- Pitcher
- Born: June 19, 1937 Topeka, Kansas, U.S.
- Died: March 21, 2018 (aged 80) Phoenix, Arizona, U.S.
- Batted: LeftThrew: Left

MLB debut
- June 21, 1964, for the Los Angeles Dodgers

Last MLB appearance
- September 17, 1966, for the New York Mets

MLB statistics
- Win–loss record: 5–14
- Earned run average: 4.71
- Strikeouts: 93
- Stats at Baseball Reference

Teams
- Los Angeles Dodgers (1964); New York Mets (1965–1966);

= Larry Miller (baseball) =

American baseball player (1937–2018)

Larry Don Miller (June 19, 1937 – March 21, 2018) was an American professional baseball pitcher who appeared in 48 games in Major League Baseball for the Los Angeles Dodgers and New York Mets (–). Born in Topeka, he attended the University of Kansas, where he received a Bachelor of Science degree in engineering in 1960. He threw and batted left-handed, stood 6 ft tall and weighed 195 lb.

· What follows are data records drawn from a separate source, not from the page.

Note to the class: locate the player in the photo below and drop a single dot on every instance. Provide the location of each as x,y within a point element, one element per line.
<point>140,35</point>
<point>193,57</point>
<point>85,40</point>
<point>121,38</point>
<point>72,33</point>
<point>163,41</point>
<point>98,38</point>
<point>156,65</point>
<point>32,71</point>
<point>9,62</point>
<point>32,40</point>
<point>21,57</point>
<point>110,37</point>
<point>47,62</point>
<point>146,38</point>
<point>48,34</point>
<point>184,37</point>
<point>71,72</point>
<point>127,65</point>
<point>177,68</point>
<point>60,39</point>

Miller signed with the Dodgers in 1959 and spent three years in the club's farm system, and then missed the full 1962 and 1963 seasons while performing United States Army service. After starting 1964 with the Albuquerque Dukes, he was recalled by the Dodgers in June after he went 8–0 with a standout 1.68 earned run average in the Double-A Texas League. He was plugged into the 1964 Dodgers' starting rotation, with 14 starts among his 16 appearances. On August 2, he threw his only MLB complete game, a 6–1 triumph over the first-place Philadelphia Phillies at Connie Mack Stadium. He allowed seven hits and only one base on balls, and fanned five. Overall, as a rookie, he fashioned a 4–8 record and a 4.18 earned run average. Then in October he was swapped to the Mets for outfielder Dick Smith, a former Dodger farmhand. Hurling for the tail-ending Mets, Miller appeared in 32 games (with six starts) over parts of two seasons, but won only one of seven decisions with a poor 5.35 ERA. His final MLB game was September 17, 1966.

Miller's final major league pitching line included a 5–14 won–lost record (for a winning percentage of .263) and an ERA of 4.71. In 1451/3 innings pitched, he allowed 162 hits and 57 walks; he struck out 93.

He then pitched three more seasons at the Triple-A level before leaving the game at age 32 after a nine-year professional baseball career. He settled in the Phoenix area and earned a master's degree in engineering at Arizona State University. He spent three decades as a management consultant on major construction projects. Larry Miller died March 21, 2018, in Phoenix, aged 80.